The New Year is officially underway. The holiday hangover is starting to wear off, resolutions have been made (and already broken), and bowl games are wrapping up. But most importantly, new 2016 data is available! I have actually been feverishly working for over a month now to prepare, and am proud to announce some exciting new updates to each and every calculator:
We now have 2016 data for every asset. In addition, data has been extended back another two years and now starts in 1970. So we now have a full 47 years of market data to study that covers all kinds of economic conditions.
There are more bond options! Based on popular request, I have added investment grade corporate, high yield corporate, and international bonds. You can definitely expect to see a few new portfolios including these assets in the near future.
I’ve organized the asset allocation column in the calculators to better communicate how the individual indices relate to one another, and now you can see which assets are actually subsets of others. In addition, I’ve made a handful of improvements to a few calculators to make them easier to use overall.
The quality of the source data is greatly improved, with new sources that better model the desired indices. The calculators also now include a nifty new system of verifying older data to ensure that the numbers are as accurate as possible, and they clearly communicate when data is trustworthy and when it is only estimated.
Quantity of data is certainly fun, but when it comes to trust it’s all about quality. So let’s start there.
The data that powers the site is pulled from all around the web, and the Simba team on the Bogleheads forum has been spending a great amount of time and effort lately reviewing the original data sources for quality. In some cases we identified alternative indices that model the desired one better than before, and in others we found that the original sources were, to put it kindly, highly questionable. In a few extreme cases, we were even forced to eliminate many years of data because there are no good sources available.
Eliminating data, however, is tough pill to swallow for a guy who likes to study the historical performance of portfolios. But that raised an interesting question — does a few years of missing data for an asset or two really hugely change the final results? To explore this, I’ve been experimenting with ways to model portfolios with missing data and measure the resulting error. It turns out that in some cases it does make a noticeable difference, but depending on the portfolio it does not necessarily have a major impact. What happens when you build that error checking logic directly into the calculators? You get some powerful and flexible new tools!
A really cool byproduct of this system is that it allows me to add more assets that were previously excluded simply because there was less available data. So investment grade corporate, high yield corporate, and international bonds are all in, as I can use a total bond market index as a reasonable stand-in when needed and calculate the point when that assumption no longer holds up for a specific asset allocation. And I also extended the verification system to any data point in the Simba spreadsheet not directly from an index fund or provider, so now you can feel confident that the data you see accurately follows your desired real-world portfolio regardless of original source.
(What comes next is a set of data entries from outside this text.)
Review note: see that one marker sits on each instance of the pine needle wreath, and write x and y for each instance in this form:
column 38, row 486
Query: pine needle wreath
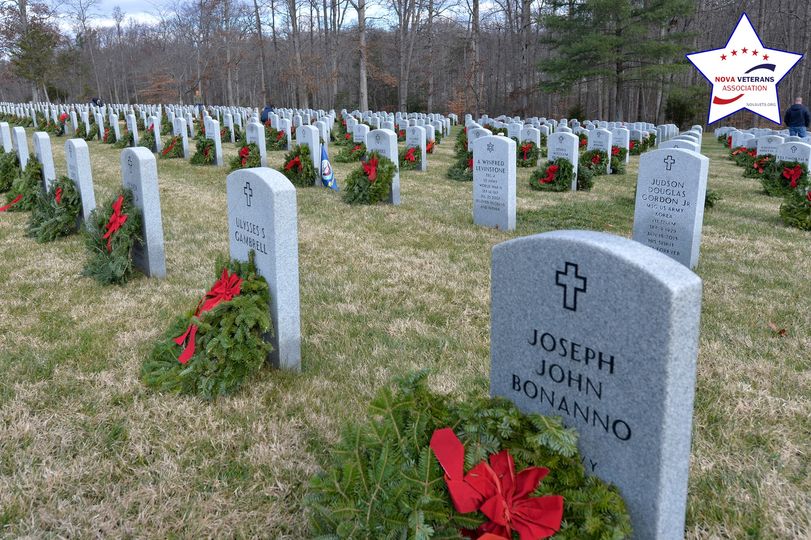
column 762, row 167
column 382, row 480
column 275, row 139
column 110, row 259
column 248, row 157
column 527, row 154
column 226, row 347
column 204, row 152
column 173, row 148
column 796, row 209
column 594, row 160
column 127, row 140
column 351, row 154
column 371, row 182
column 410, row 158
column 91, row 132
column 553, row 176
column 784, row 177
column 298, row 166
column 25, row 188
column 9, row 170
column 57, row 213
column 109, row 135
column 462, row 169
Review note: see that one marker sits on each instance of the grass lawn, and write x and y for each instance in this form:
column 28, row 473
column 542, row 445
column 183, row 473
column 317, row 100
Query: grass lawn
column 86, row 450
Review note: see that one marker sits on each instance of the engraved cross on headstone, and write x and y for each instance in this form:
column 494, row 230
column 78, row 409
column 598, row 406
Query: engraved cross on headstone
column 572, row 283
column 248, row 193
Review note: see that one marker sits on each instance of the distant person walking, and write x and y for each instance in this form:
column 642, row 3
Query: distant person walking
column 797, row 118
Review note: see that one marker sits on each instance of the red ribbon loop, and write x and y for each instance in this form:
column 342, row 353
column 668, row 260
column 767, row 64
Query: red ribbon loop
column 117, row 220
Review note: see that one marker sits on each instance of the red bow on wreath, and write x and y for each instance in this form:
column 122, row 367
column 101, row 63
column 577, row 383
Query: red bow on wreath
column 497, row 491
column 792, row 175
column 296, row 161
column 370, row 169
column 224, row 290
column 117, row 220
column 551, row 173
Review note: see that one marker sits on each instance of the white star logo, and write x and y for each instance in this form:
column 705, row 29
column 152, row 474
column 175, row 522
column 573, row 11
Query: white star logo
column 744, row 74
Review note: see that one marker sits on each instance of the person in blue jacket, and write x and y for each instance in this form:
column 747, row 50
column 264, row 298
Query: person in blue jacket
column 797, row 118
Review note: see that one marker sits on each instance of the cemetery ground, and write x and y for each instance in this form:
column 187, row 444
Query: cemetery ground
column 87, row 450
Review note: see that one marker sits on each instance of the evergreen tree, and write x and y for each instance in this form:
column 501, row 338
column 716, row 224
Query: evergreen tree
column 620, row 41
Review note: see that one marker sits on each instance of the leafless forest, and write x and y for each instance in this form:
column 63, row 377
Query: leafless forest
column 498, row 56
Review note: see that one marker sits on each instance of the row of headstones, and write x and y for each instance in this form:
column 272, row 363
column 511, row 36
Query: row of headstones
column 671, row 187
column 788, row 148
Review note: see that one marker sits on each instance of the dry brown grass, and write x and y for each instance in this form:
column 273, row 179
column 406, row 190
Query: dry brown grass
column 87, row 451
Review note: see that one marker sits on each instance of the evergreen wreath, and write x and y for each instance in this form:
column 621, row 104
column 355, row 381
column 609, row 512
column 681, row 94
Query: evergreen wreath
column 527, row 154
column 213, row 349
column 109, row 135
column 371, row 182
column 796, row 209
column 56, row 213
column 173, row 148
column 785, row 177
column 410, row 158
column 762, row 167
column 9, row 169
column 25, row 189
column 204, row 152
column 555, row 175
column 91, row 132
column 462, row 169
column 127, row 140
column 275, row 139
column 595, row 160
column 298, row 166
column 248, row 157
column 112, row 231
column 618, row 159
column 383, row 478
column 350, row 154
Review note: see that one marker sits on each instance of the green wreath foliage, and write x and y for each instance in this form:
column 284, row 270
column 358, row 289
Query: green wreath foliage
column 91, row 131
column 302, row 174
column 108, row 137
column 588, row 160
column 115, row 266
column 51, row 219
column 275, row 139
column 126, row 141
column 350, row 154
column 530, row 157
column 173, row 148
column 204, row 152
column 29, row 185
column 229, row 345
column 9, row 170
column 360, row 190
column 251, row 160
column 462, row 168
column 562, row 180
column 796, row 209
column 383, row 481
column 410, row 165
column 777, row 185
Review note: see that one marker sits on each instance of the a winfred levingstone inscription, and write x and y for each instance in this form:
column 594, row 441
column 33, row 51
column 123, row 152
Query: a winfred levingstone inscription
column 602, row 331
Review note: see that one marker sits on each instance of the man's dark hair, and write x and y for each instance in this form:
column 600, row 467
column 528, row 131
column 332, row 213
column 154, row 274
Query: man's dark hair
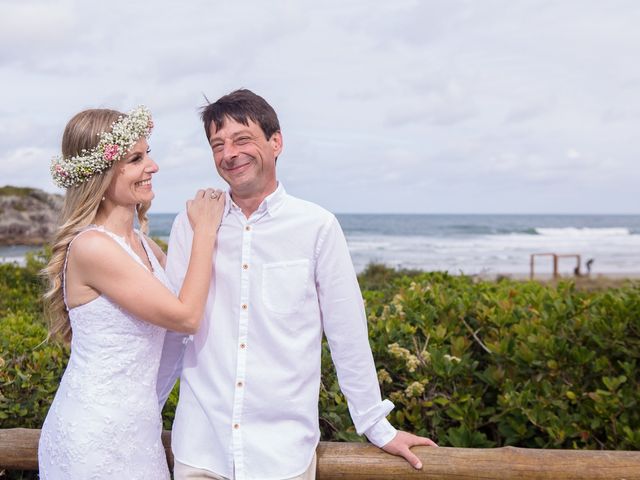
column 241, row 105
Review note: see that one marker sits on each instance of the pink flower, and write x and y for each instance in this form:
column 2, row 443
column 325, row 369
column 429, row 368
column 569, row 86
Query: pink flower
column 110, row 152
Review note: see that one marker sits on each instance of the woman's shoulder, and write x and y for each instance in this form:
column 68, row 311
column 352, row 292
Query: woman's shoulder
column 157, row 250
column 93, row 245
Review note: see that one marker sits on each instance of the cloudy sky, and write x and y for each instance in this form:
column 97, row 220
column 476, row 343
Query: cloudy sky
column 448, row 106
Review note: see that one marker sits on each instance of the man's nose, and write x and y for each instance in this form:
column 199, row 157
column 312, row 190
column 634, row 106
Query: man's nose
column 229, row 151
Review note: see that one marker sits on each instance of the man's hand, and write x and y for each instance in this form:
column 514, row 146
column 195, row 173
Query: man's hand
column 402, row 442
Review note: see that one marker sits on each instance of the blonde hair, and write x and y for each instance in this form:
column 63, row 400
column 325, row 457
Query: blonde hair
column 81, row 204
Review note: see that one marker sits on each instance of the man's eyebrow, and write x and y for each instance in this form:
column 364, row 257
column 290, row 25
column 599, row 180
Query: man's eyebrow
column 234, row 135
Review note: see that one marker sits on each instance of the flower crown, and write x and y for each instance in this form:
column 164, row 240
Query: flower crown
column 113, row 146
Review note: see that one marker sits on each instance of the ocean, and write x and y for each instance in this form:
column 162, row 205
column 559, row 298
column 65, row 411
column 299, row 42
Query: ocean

You can read about how the error checking works in the updated calculator methodology, but the end result is that you can now study any portfolio you like back to 1970 and the calculators will clearly communicate when numbers are verified to be dependable and when they are only estimated based on the best available alternative data. For example, here’s what the new Heat Map looks like:
In this case, the squares with the dark outlines are verified and the ones with no outlines are estimated. Early small cap value data was derived from my own Fama French calculations, and the verification system determined that 30% SCV introduced too much potential error prior to 1976 (smaller percentages are not such a big deal). The estimated numbers are still very valuable for providing investing context, as ignoring the early 70’s just because you’re short a bit of good SCV data isn’t particularly wise and can lead to decisions influenced by start date bias. But understanding the dependability of the underlying calculations is also an important data point in any discussion and will keep you from leaning too heavily on precise CAGR numbers that maybe aren’t set in stone.
Unfortunately, you may notice that the one unavoidable casualty in all of this is TIPS. Some very smart Bogleheads did a lot of research, and not only is the study that the old numbers depended on simply not reliable, but there also isn’t enough good data to even attempt to accurately backfill the numbers. I hope to eventually reintroduce TIPS, but not before I can do it in a way that I’ll be willing to vouch for the results. Good decisions require good data, and I’m committed to supporting both.
Of course the lack of TIPS will affect a few model portfolios, and I’ll be addressing that very shortly as I update the rest of the site. It will take a little time to get the Portfolios and Assets sections up to speed, but in the meantime take the all-new Calculators for a spin! All of the additional data should open up many new avenues of exploration.
Overall, I feel like the calculator updates are a huge step forward in data quality, diversity, and transparency. It has required a ton of effort and I hope you find the results as useful and interesting as I do. If you have any questions or spot an inevitable bug that I missed in the update process, please don’t hesitate to contact me.
Happy New Year, and happy portfolio hunting!